My favorite VPN provider is Strongvpn

In this short article, I would like to talk about Strongvpn and its ultra reliable services.


What makes Strongvpn so awesome?

  • They have the fastest vpn in the world
  • 24 x 7 Quality support (Support Desk / Live Help / Skype / Phones)
  • You can trust them, your anonymity is guaranteed
  
 how StrongVPN helped me



They saved my life!
Thanks to their services, I can bypass all censorship and filters. 
I can now surf all my favorite pages like Facebook, Youtube and Blogger.


Do you want an other reason to use a VPN?


Internet service providers have access to every click and keystroke that comes down your line. 


If you are tired of your ISP sniffing your traffic, you can sign up with strongvpn at this url:


Strongvpn 


 Thanks for reading 

Friday, December 25, 2009

Magic Mouse

Based purely on aesthetics, Apple's new $69 Magic Mouse is a crowning achievement for the company's design team, and its Multi-Touch features work well. But it may not be incentive enough to abandon your current mouse.

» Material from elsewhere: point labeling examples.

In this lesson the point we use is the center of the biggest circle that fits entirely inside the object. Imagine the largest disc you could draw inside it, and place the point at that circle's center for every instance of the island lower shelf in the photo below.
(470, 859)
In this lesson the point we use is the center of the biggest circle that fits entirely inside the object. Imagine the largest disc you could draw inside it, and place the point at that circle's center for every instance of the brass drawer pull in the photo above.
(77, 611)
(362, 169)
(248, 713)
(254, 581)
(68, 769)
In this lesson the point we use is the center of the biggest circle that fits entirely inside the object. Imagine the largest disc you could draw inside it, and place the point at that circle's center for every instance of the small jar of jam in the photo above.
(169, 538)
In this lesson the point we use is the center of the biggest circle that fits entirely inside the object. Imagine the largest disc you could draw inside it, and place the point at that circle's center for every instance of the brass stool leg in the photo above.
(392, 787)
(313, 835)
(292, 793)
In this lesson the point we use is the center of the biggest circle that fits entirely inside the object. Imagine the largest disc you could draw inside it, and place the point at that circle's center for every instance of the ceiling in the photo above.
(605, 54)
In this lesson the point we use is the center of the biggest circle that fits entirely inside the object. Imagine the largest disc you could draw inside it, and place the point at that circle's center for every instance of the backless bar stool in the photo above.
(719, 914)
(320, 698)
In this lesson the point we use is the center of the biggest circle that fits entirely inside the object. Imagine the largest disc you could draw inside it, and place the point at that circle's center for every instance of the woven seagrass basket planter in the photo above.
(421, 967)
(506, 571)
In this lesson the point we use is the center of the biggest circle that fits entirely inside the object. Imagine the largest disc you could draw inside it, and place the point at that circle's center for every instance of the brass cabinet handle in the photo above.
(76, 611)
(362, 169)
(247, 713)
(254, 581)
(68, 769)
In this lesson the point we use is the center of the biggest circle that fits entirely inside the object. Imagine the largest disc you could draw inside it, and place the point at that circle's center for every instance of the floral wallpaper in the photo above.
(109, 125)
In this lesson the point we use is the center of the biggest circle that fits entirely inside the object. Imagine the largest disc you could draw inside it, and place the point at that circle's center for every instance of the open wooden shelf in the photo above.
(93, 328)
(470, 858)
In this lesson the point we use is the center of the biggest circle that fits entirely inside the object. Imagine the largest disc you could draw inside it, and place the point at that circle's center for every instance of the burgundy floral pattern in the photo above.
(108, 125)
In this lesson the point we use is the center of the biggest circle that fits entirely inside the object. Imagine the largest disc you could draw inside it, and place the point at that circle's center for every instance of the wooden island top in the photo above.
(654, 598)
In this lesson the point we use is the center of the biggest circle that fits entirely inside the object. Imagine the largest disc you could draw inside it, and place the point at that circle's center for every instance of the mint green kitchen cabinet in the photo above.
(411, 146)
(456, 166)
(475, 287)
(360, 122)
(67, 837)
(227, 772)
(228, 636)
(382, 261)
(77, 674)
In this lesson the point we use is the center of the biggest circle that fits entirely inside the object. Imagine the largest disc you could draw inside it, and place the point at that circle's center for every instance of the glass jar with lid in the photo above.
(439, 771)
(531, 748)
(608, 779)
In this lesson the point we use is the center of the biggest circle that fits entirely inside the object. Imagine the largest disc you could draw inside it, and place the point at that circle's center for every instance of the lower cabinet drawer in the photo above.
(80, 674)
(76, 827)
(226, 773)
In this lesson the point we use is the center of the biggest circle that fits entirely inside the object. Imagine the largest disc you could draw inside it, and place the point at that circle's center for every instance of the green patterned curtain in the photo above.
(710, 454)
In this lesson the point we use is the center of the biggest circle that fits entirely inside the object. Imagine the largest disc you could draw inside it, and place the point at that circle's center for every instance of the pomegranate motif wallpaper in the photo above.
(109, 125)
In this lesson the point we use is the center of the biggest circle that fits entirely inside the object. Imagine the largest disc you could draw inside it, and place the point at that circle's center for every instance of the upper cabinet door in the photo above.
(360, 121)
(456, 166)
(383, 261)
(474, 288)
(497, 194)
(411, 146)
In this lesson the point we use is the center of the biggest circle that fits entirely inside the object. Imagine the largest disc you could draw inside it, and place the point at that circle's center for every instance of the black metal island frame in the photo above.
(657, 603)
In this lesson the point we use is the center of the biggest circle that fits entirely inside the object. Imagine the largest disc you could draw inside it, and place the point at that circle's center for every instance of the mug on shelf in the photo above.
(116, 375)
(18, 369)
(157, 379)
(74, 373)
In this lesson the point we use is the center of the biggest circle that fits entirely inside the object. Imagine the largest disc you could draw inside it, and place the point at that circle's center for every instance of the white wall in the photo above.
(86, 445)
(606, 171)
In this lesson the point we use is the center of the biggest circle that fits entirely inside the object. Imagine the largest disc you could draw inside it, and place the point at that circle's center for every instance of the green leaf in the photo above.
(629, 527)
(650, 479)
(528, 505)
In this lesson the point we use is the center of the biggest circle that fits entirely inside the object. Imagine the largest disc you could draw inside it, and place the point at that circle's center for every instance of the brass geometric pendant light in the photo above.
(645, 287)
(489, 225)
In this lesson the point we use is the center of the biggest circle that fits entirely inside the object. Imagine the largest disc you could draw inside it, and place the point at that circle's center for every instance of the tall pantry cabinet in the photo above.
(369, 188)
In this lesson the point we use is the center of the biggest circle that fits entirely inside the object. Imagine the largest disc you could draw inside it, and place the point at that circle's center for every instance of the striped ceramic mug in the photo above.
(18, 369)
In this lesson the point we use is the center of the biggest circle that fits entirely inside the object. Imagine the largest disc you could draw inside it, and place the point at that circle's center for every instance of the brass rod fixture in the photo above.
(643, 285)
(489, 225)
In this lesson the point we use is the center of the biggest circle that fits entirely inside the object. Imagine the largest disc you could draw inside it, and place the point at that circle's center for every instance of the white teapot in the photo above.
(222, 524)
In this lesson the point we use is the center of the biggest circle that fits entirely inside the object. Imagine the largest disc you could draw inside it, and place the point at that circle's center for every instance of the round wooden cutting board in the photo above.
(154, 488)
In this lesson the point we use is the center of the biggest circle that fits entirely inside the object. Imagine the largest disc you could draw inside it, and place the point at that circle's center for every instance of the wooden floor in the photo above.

Multi-Touch technology acts in place of a scrollball. You can use the whole surface above the Apple logo for finger swipes. Scrolling with Multi-Touch is easy and feels natural. The other helpful Multi-Touch functions are two-finger swiping left or right for moving forward or bak in iPhoto or Safari, and holding down the Control key on your keyboard and swiping up and down to zoom.
Multi-Touch works smoothly, but it doesn't feel any more or less advantageous than a scrollball. I hope driver updates or third-party applications will include more functions that will demonstrate the input advantages of Multi-Touch.
There are only two buttons on the Magic Mouse, a severe limitation especially for anyone who's already using a mouse with more than two buttons, like the Apple Mouse.
I had no transmission problems with the Magic Mouse's Bluetooth, which has a range of 33 feet. After sitting idle long enough to trigger the mouse's sleep mode, the mouse reconnects with the Mac virtually instantaneously a pleasant surprise.
The biggest disappointment with the Magic Mouse is the way the mouse feels as you move it on a table, mouse pad, or desktop it's a grinding, rough feel.
Although it's not perfect, the Magic Mouse successfully combines design and usability. It's great as a two-button wireless mouse, but if you need more than two buttons, the Magic Mouse is not for you.

Thursday, December 24, 2009

Notify 1.0.5

Checking in your Gmail account can be a hassle if you don't access it from a dedicated e-mail client. Notify is an elegant utility that sits unobtrusively in your menu bar and periodically checks for new messages. When new mail arrives, Notify informs you via either the menu bar or Growl notifications. Click on the menu for a preview of each new message; double-click on a message to view it in Gmail in your Web browser. Once a message is marked as read, it's removed from Notify.
You can add up to four Gmail accounts to Notify; each one gets a separate tab in Notify's interface. Because of the technology that Notify uses to interact with Google, the program shows only a short preview of the 20 newest unread messages, but it's still a handy way to keep an eye on your Gmail account.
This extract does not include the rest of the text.